Early C allowed you to use the '->' operator with any scaler. See early C
reference manuals. This is the reason there is one operator to access a member of a
structure using a pointer and another, '.', to access a member in a static
structure. The B language had no types, everything was a word, and dmr evolved C from B.
At first it made sense to use the '->' operator to mean add a constant to
whatever is on the left and use as an l-value.
You will also find that member names share a single name space. The simple symbol table
had an bit in each entry to delineate members from normal variables. You could only use
the same member name in two different structs if the members had the same offsets. In
other words, it was legal to add a member name to the symbol table that was already there
if the value of the symbol was the same as the existing entry.

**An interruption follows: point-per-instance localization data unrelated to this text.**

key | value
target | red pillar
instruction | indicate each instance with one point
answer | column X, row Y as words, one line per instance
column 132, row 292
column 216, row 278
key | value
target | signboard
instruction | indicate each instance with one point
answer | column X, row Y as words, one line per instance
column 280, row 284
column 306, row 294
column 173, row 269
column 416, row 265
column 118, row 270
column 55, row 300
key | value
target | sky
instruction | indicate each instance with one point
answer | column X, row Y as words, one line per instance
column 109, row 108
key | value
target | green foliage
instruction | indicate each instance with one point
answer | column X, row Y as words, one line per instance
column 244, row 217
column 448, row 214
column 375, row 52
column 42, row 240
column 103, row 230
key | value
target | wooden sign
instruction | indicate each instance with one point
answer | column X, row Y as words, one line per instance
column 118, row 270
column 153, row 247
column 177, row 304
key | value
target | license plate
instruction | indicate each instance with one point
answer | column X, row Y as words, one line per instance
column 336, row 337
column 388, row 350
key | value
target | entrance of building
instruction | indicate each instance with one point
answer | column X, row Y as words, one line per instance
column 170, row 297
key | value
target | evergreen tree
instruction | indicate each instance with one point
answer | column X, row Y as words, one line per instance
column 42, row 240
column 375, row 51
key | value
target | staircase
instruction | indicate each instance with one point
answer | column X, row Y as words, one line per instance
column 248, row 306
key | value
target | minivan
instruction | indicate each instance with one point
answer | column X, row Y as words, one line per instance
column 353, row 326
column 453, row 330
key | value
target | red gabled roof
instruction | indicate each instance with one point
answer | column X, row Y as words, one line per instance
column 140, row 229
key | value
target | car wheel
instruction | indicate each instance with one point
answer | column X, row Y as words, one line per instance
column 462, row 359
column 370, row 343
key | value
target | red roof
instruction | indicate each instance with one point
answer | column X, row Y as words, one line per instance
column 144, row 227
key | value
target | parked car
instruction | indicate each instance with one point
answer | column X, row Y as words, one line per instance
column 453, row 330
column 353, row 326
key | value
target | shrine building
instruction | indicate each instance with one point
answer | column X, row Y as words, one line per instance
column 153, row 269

Dennis' compilers kept some backward compatibility even after the language evolved
away from them.
This really shows the value of evolving software instead of thinking one has all the
answers going into development. If one follows the development of C one sees the insights
learned as they went. The study of these early Unix systems have a great deal to teach
that will be valuable in the post Moore's law age. Much of the worlds software will
need to a re-evolution.
By the way, did you notice the compiler overwrites itself? We used to have to work in
tiny spaces. Four megabytes was four million dollars.
Sent from my iPad
On Oct 27, 2014, at 6:42 AM, Jason Stevens
<jsteve(a)superglobalmegacorp.com> wrote:
has anyone ever tried to compile any of the old C compilers with a 'modern'
C compiler?
I tried a few from the 80's (Microsoft/Borland) and there is a bunch of
weird stuff where integers suddenly become structs, structures reference
fields that aren't in that struct,
c01.c
register int t1;
....
t1->type = UNSIGN;
And my favorite which is closing a bunch of file handles for the heck of it,
and redirecting stdin/out/err from within the program instead of just
opening the file and using fread/fwrite..
c00.c
if (freopen(argv[2], "w", stdout)==NULL ||
(sbufp=fopen(argv[3],"w"))==NULL)
How did any of this compile? How did this stuff run without clobbering
each-other?
I don't know why but I started to look at this stuff with some half hearted
attempt at getting Apout running on Windows. Naturally there is no fork, so
when a child process dies, the whole thing crashes out. I guess I could
simulate a fork with threads and containing all the cpu variables to a
structure for each thread, but that sounds like a lot of work for a limited
audience.
But there really is some weird stuff in v7's c compiler.